Woodard posted a 3-under 68 to match Scott at 12-under-par 272. Scott shot an even-par 72, and the players made their way to No. 18 for the first playoff hole.
The players remained tied after the first extra hole, and then headed to the par-3 17th. Woodard knocked his tee ball to 10 feet, while Scott missed the green short.
Scott chunked his chip, then played his third on to the green. After the miscue by Scott, Woodard routinely two-putted for his first victory since joining the Canadian Tour in 1996.
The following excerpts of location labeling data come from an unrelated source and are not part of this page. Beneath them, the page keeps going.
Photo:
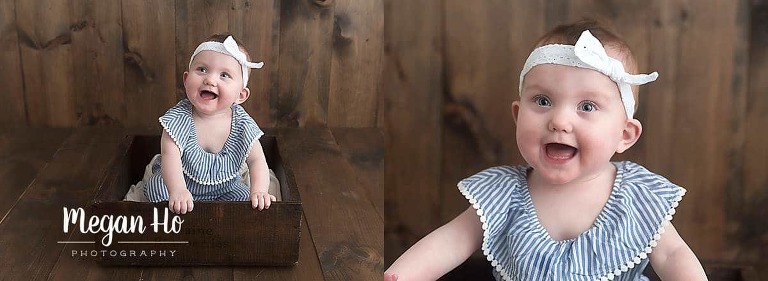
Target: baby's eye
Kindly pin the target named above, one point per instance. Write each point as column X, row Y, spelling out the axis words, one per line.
column 542, row 101
column 587, row 106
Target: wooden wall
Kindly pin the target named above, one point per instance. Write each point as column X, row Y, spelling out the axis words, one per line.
column 69, row 63
column 453, row 66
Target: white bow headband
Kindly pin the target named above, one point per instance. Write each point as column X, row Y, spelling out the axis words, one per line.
column 589, row 53
column 230, row 48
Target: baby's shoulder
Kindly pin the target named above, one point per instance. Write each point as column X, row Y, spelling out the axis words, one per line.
column 496, row 177
column 633, row 175
column 646, row 187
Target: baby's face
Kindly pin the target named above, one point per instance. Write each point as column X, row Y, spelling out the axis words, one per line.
column 214, row 82
column 570, row 122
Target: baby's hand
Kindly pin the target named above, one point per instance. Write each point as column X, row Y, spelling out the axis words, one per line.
column 180, row 202
column 262, row 200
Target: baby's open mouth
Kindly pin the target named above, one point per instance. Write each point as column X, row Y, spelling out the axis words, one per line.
column 560, row 151
column 208, row 95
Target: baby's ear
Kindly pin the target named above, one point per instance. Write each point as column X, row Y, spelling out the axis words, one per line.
column 244, row 94
column 515, row 110
column 630, row 135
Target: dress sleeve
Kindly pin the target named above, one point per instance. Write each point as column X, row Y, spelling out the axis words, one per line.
column 494, row 194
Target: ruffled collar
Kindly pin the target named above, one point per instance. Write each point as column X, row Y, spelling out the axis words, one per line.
column 640, row 206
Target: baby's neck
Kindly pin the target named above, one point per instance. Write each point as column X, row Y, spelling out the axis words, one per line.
column 601, row 179
column 212, row 117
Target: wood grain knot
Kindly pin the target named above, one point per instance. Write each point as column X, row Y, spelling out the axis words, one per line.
column 323, row 3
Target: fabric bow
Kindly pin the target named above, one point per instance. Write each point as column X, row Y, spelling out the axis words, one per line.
column 590, row 51
column 229, row 47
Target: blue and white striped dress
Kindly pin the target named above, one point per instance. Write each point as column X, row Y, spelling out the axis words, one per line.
column 616, row 247
column 209, row 176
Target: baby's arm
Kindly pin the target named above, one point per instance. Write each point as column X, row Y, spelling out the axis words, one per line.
column 440, row 251
column 179, row 197
column 672, row 259
column 259, row 174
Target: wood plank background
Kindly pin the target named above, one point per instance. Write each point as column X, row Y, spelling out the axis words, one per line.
column 121, row 62
column 437, row 76
column 451, row 72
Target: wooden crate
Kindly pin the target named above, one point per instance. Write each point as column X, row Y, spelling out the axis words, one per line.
column 214, row 233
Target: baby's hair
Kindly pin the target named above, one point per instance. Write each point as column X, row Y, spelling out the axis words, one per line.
column 569, row 33
column 220, row 37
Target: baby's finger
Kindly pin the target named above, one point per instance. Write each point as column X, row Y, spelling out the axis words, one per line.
column 254, row 202
column 261, row 202
column 183, row 207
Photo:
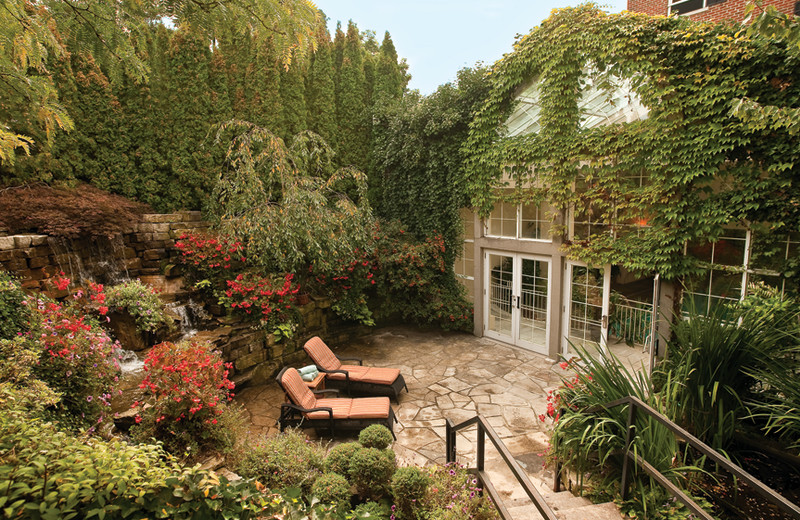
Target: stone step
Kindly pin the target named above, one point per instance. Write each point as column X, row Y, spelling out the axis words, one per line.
column 606, row 511
column 566, row 500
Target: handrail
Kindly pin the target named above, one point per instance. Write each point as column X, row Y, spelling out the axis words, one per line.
column 484, row 429
column 637, row 404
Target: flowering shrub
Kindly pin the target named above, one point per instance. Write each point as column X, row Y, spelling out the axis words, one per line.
column 78, row 360
column 188, row 387
column 454, row 494
column 210, row 256
column 141, row 303
column 272, row 299
column 285, row 460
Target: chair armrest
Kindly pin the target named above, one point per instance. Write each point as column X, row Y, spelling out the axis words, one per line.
column 326, row 391
column 357, row 360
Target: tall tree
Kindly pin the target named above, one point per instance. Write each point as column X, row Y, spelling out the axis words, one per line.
column 351, row 103
column 320, row 90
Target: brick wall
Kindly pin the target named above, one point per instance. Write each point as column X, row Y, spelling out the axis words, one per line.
column 716, row 10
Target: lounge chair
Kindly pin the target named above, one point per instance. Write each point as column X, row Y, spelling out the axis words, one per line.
column 333, row 414
column 354, row 379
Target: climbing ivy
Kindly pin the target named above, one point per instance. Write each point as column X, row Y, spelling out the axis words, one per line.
column 681, row 173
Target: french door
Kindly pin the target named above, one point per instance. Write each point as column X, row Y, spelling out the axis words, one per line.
column 586, row 303
column 517, row 298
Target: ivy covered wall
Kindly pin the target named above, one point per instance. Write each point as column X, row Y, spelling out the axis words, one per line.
column 681, row 175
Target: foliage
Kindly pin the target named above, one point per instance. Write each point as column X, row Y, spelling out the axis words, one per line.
column 414, row 281
column 67, row 212
column 49, row 474
column 285, row 460
column 371, row 471
column 286, row 205
column 454, row 494
column 78, row 358
column 141, row 302
column 14, row 314
column 332, row 488
column 717, row 359
column 419, row 177
column 338, row 458
column 686, row 170
column 375, row 436
column 188, row 387
column 409, row 486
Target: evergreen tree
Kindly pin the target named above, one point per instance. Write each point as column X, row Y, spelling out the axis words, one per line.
column 389, row 81
column 293, row 97
column 320, row 90
column 351, row 103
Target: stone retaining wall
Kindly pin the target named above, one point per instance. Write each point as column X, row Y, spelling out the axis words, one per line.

'Well worth the wait,' said Woodard. 'Knowing Steve's short game, I was surprised at what happened (in the playoff). It's a tough way to lose. But I knew I had a chance today. The way I've been playing the past few weeks, I felt I could put myself in position to win.'
Woodard has made the cut in all 11 starts this season and has finished in the top-25 nine times. With his first-place check, Woodard moved to fourth on the Order of Merit.
Scott lost his one-shot lead that he brought into the final round.
'Other than one putt, I really didn't make anything today,' admitted Scott. 'It's disappointing. I felt this was my tournament to win, and I didn't get the job done. I think I'm close, but how many times can you put yourself in that position again? It's close, that's all I can say right now.'
Matt McQuillan (68) shared third place with Craig Scott (69). The duo came in at 11-under-par 273, and that was McQuillan's fourth consecutive top-six finish.
Jason Allred (66), Brad Fritsch (67), George Bradford (69), Cory Jones (70) and David Hearn (72) tied for fifth place at minus-10. Marcus Jones (67) and Jason Higton (69) shared 10th at nine-under-par 275.